You're still misunderstanding me.
Well, yes, to a hoped-for humorous effect. Sorry about that.
Unless Pioneer 11 has FTL capability (which it doesn't), it will be tens of thousands of years before it reaches the nearest star... and it's not even traveling in that direction.
Then again, pretty much every 20th or early 21st century spacecraft from Earth ever described in Star Trek has traveled a great distance by exceptional means. It would be astronomically odd for Voyager 6 to stumble onto and into a black hole in the 1970s (that is, even
after we decided that such a hole would exist deep inside the Sol system), but perhaps we could forgive one such coincidence, no matter how immense. But when
every spacecraft ever described ends up in deep space, sinister (or benevolent or indifferent but nonetheless meddling) forces are at play, and it would then be odd for them to
fail to meddle with Pioneer 11.
Wasn't the probe one of the Voyager ones, though? If so, the same problem exists. None of them had FTL capability, so unless the Klingons were camped on our doorstep not far from the outer reaches of the Oort Cloud, the probe wouldn't have been anywhere near where they were.

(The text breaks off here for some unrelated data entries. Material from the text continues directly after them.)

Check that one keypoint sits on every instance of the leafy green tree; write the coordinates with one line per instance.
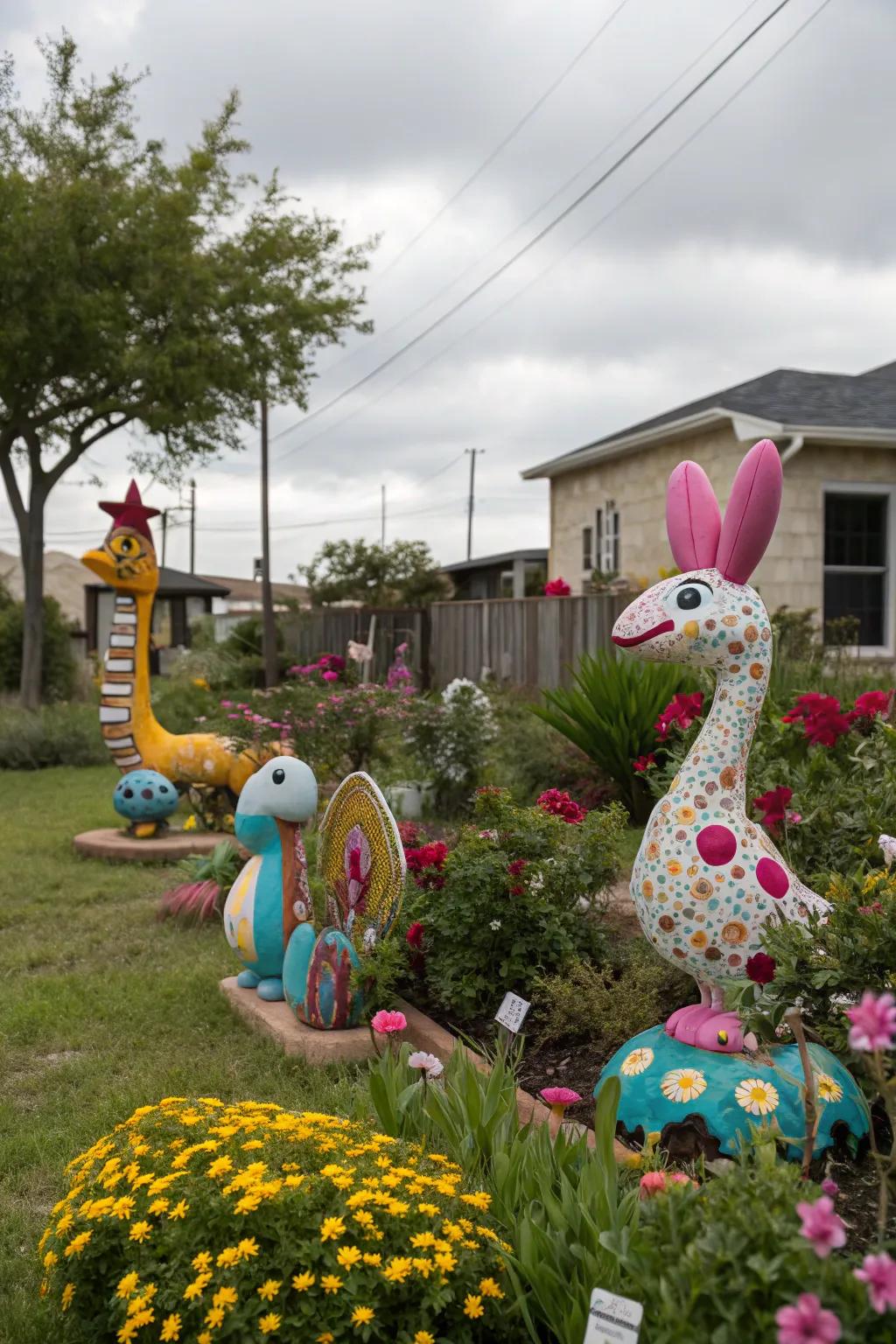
(141, 292)
(402, 574)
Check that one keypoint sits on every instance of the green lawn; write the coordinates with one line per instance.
(102, 1010)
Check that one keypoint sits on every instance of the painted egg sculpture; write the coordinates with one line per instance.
(144, 796)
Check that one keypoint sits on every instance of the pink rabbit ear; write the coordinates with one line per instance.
(751, 512)
(692, 518)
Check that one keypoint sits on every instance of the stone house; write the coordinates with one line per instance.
(835, 546)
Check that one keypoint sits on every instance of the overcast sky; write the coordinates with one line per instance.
(768, 241)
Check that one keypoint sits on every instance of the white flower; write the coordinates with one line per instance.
(888, 845)
(431, 1065)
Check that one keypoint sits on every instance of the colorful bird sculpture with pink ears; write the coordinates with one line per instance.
(707, 879)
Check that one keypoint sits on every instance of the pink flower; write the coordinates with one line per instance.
(806, 1323)
(682, 710)
(386, 1023)
(873, 1022)
(556, 588)
(652, 1183)
(821, 1226)
(870, 704)
(878, 1274)
(559, 1097)
(557, 802)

For a fuller list of misplaced Earth spacecraft:
- Pioneer 11 (or perhaps 10), with the carved message, is blown up by Klaa, apparently outside Starfleet patrol areas.
- Voyager 6, looking exactly like the real Voyagers, falls in "what was called a black hole" back in the 1970s and emerges mext to a machine planet that turns it into V'Ger.

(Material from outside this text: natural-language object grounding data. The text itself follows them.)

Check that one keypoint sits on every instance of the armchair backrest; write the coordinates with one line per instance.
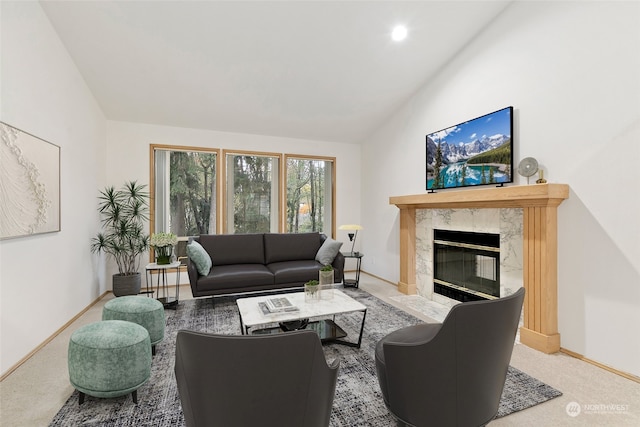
(461, 371)
(226, 380)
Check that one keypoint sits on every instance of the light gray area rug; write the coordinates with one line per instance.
(358, 401)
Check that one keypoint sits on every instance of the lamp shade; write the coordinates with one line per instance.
(350, 227)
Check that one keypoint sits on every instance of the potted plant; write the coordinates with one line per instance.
(123, 214)
(162, 244)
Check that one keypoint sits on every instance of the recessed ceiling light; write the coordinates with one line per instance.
(399, 33)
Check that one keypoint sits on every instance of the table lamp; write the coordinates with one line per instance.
(353, 229)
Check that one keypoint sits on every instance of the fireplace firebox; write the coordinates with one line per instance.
(466, 265)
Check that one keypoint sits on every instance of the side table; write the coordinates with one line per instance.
(161, 270)
(358, 256)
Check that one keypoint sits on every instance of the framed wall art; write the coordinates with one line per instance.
(29, 184)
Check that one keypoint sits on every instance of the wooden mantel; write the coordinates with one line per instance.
(540, 256)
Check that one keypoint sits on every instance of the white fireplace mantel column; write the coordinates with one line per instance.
(540, 270)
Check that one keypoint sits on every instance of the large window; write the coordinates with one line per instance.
(200, 191)
(252, 192)
(184, 191)
(309, 194)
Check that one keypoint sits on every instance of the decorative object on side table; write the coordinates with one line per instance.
(326, 279)
(353, 235)
(162, 244)
(358, 256)
(124, 213)
(312, 291)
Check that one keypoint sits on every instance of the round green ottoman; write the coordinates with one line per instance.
(109, 359)
(144, 311)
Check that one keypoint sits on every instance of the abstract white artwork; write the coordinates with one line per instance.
(29, 184)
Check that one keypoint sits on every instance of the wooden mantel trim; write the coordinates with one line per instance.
(540, 270)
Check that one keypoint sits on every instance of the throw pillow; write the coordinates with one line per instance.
(328, 251)
(199, 257)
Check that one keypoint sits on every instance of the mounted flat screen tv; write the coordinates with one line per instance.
(476, 152)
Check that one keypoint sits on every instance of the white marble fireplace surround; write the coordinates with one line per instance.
(507, 222)
(538, 204)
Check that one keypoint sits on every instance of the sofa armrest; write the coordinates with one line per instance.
(338, 268)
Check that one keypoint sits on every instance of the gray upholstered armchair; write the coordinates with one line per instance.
(253, 380)
(450, 373)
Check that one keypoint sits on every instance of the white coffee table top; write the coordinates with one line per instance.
(154, 266)
(252, 315)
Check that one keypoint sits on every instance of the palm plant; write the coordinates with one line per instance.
(123, 213)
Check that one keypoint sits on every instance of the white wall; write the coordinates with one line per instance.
(571, 71)
(47, 279)
(134, 139)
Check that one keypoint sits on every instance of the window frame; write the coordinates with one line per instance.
(329, 159)
(221, 182)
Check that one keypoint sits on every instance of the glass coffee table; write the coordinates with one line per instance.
(255, 319)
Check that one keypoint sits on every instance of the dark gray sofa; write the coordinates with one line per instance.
(259, 262)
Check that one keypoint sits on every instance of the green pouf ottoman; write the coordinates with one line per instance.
(109, 359)
(144, 311)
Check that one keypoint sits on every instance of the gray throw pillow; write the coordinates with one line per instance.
(199, 257)
(328, 251)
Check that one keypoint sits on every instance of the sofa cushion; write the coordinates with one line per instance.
(295, 271)
(290, 246)
(230, 277)
(328, 251)
(199, 257)
(227, 249)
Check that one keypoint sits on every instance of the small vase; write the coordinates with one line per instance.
(163, 255)
(163, 259)
(311, 293)
(326, 284)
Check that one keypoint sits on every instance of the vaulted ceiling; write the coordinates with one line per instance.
(322, 70)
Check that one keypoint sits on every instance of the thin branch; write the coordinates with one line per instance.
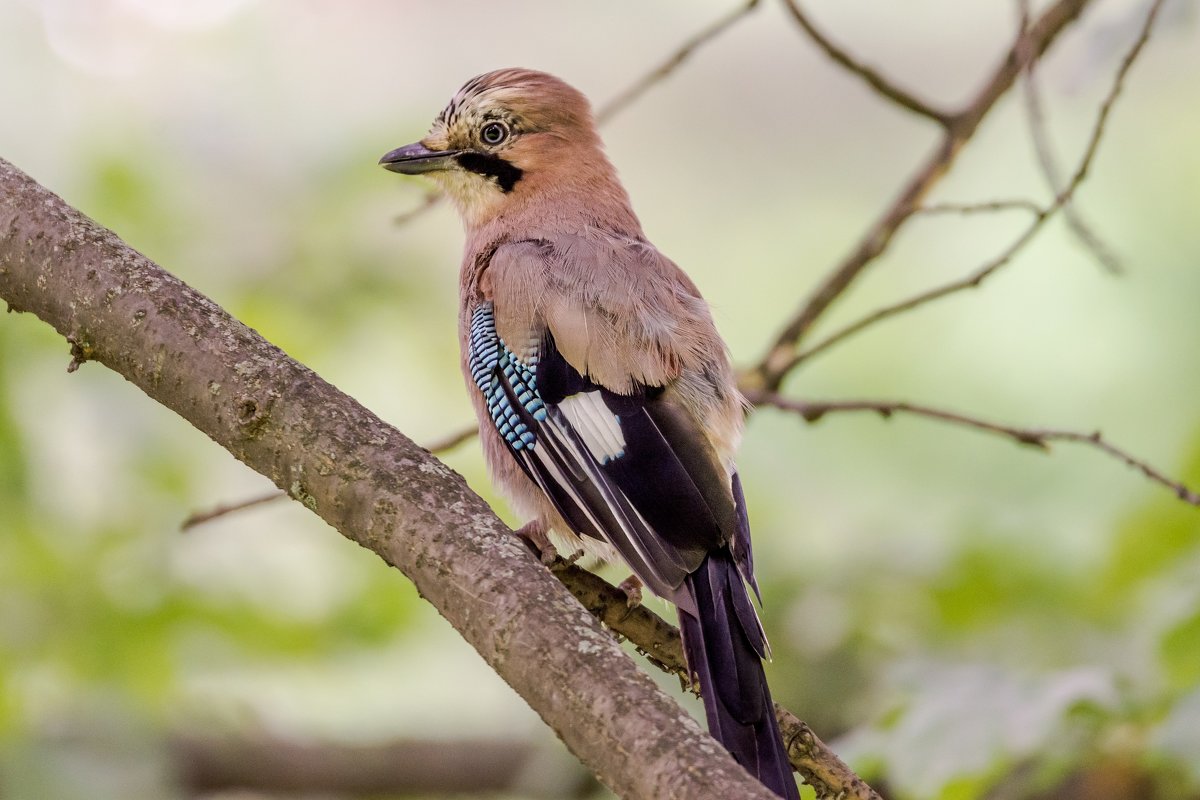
(976, 278)
(1049, 164)
(780, 358)
(1038, 438)
(987, 206)
(367, 481)
(664, 70)
(201, 517)
(881, 84)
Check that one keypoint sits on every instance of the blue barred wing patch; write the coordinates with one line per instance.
(509, 384)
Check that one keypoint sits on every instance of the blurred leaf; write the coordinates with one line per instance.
(1181, 653)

- Nomad Mk 15c (apparently launched in 2002) ends up colliding with an alien probe and then reaching Maluria, a system beyond Earth exploration range in 2151 still.
- Ares IV (2032) travels from Mars to Delta Quadrant in a "gravity ellipse"
- Charybdis (2037) ends up at Theta VIII
In contrast, and amusingly enough, we know of no "successful" spacecraft specifically identified, although background graphics show many real-world ones (or ones with parallels in the real world, at any rate), and we are led to believe e.g. the Apollo ones worked out just fine.
(The Earth-Saturn probe of 2009 may in turn have been a glorious failure, as why else would it be remembered by a planet whose manned spacecraft reached into interstellar space a decade and a half earlier?)
Black stars, "what they used to call black holes", and wandering "microscopic singularities" seem to pester Sol often enough. Perhaps Earth spacecraft just learned to dodge those after the Vulcans gave them a few pointers, and this is why the anomalies ended? Or then Vulcan presence drove away alien pranksters.